THE DISCOURSE surrounding the Cyprus problem has never been characterised for its rationality and intellectual rigour. Quite the contrary it is superficial, based on nice-sounding but meaningless slogans and embarrassingly hollow promises. Our politicians always deal in sentiment, wishful thinking and airy-fairy ideas rather than hard logic rooted in reality. Their perspective, with a few notable exceptions, has never been pragmatic.
It was always like this, but things took a turn for the worse in 2004 when Tassos Papadopoulos and his entourage triggered mass hysteria against the Annan plan and made people believe that the rejection of the settlement was a major Greek Cypriot triumph as we had defied the international community and supposedly stood up for our principles.

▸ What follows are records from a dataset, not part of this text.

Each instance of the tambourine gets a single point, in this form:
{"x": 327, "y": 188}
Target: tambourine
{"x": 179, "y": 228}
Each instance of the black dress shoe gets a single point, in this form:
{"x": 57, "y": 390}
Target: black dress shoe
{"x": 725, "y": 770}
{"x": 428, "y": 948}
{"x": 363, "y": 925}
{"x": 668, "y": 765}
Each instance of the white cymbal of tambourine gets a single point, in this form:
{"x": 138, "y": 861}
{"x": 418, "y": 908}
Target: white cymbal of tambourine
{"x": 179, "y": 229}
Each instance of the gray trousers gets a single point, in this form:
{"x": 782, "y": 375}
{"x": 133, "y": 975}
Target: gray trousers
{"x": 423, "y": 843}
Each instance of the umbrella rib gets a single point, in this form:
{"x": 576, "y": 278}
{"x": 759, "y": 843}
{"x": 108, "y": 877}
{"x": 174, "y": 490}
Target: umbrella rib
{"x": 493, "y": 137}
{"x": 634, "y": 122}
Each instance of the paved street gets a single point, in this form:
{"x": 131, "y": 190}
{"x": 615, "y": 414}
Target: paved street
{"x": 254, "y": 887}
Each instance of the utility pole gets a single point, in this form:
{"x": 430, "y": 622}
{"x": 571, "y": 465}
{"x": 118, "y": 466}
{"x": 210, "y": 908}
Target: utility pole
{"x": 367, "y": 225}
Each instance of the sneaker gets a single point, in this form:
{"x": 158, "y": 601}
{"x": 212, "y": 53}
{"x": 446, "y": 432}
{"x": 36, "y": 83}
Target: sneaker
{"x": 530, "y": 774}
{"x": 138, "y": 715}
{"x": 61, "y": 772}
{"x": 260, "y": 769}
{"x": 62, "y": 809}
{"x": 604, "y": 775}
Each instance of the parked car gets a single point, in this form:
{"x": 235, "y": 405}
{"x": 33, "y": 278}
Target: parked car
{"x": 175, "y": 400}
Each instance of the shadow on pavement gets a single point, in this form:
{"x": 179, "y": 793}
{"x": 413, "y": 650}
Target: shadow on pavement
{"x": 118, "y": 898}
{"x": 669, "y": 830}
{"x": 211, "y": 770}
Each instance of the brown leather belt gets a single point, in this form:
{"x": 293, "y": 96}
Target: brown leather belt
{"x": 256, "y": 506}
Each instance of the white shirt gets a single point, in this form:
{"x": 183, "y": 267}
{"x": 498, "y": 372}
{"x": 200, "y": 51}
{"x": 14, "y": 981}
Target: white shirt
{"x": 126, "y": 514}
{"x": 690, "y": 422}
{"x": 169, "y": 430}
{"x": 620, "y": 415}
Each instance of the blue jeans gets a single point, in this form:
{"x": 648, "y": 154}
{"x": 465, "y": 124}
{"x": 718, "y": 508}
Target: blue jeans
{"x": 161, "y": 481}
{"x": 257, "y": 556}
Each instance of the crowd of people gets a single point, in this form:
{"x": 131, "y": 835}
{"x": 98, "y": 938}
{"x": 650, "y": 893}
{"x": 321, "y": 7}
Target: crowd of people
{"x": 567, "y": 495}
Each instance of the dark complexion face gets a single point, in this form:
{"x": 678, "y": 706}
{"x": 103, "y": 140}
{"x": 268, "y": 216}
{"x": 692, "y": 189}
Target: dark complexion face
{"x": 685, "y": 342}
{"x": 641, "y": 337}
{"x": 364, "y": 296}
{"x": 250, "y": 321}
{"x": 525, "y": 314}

It was astonishing that people were celebrating, because we had rejected the return of large chunks of territory including Morphou and Famagusta, the gradual withdrawal of the occupation army and the end of immigration from Turkey.
Nobody dared to mention the obvious. If Turkey’s objective was the partition of Cyprus and eventual annexation of the north, as our politicians had always claimed, with our no-vote we were helping its realisation. Turkey had more reason to celebrate the outcome of the referendum as it had moved much closer to achieving its long-term objective. All we had were the empty promises of the politicians, that as a full member of the EU we would secure a much more favourable settlement than the one offered.
We did not, but neither do we seem to have learnt anything in the 12 years since the referendum. The opposition parties, apart from AKEL, have become even more extreme in their positions and their obsession with procedure is paranoid, while their rhetoric has gone from irrational to insane. Tassos Papadopoulos’ glorification of negativity of 2004 is reaching heights we never knew existed.
We have come to the stage at which preventing the ‘upgrading’ (an imaginary danger) of Mustafa Akinci has become an end in itself. Parties were demanding that President Anastasiades turned down an invitation to a meeting with the UN Secretary General in Davos that would have been attended by the Turkish Cypriot leader because this would have led to his ‘upgrading’. In Davos such a meeting would lead to an upgrading but in Nicosia, New York or Geneva it does not.
Akinci, a reasonable politician fully committed to settlement, is reviled when he tries to defend the interests of his community, labelled a puppet of Ankara. To prove his goodwill to our politicians and newspapers he would have to embrace all Greek Cypriot positions on a settlement – forget the guaranteed majority in north, agree to the return of all refugees and withdrawal of all settlers, support the preservation of the Cyprus Republic – otherwise he is just another intransigent Turk. If there ever is a Turkish Cypriot leader that our politicians approved of there would be no need for negotiations.
On Friday the DIKO chief Nicolas Papadopoulos demonstrated the new irrationality telling a radio host that all refugees should return to their homes so there would be no need to compensate property owners. Unlike the ECHR he does not recognise any rights of users, presumably not even of Larnaca International Airport which is built on Turkish Cypriot land. And he wanted all Turkish settlers to leave. His father had agreed to 50,000 remaining but the new irrationality dictates no compromise on anything.
The only person who publicly challenges the upgrading of irrationality is DISY leader Averof Neophytou. The government spokesman Nicos Christodoulides has a policy of never challenging or exposing the opposition’s nonsense – perhaps these are his instructions – leaving the task of confronting the lunatic fringe to Neophytou. It was left to him to deconstruct the idiotic claim that a settlement would lead to Turkey taking over all of Cyprus. With a settlement that would rid us of the Turkish troops and Turkish guarantees there would be such a danger but with the continued presence of 40,000 troops and the preservation of Turkish guarantees there would be no such danger? Neophytou asked.
That we need to have this argument is an illustration of the complete absence of rationality in political debate. The government also needs to start taking stand instead of leaving Neophytou to do its work for it. This hideous, new irrationality must be challenged – even laughed at – at all times because experience has shown that people are very susceptible to myths that have no basis in reality.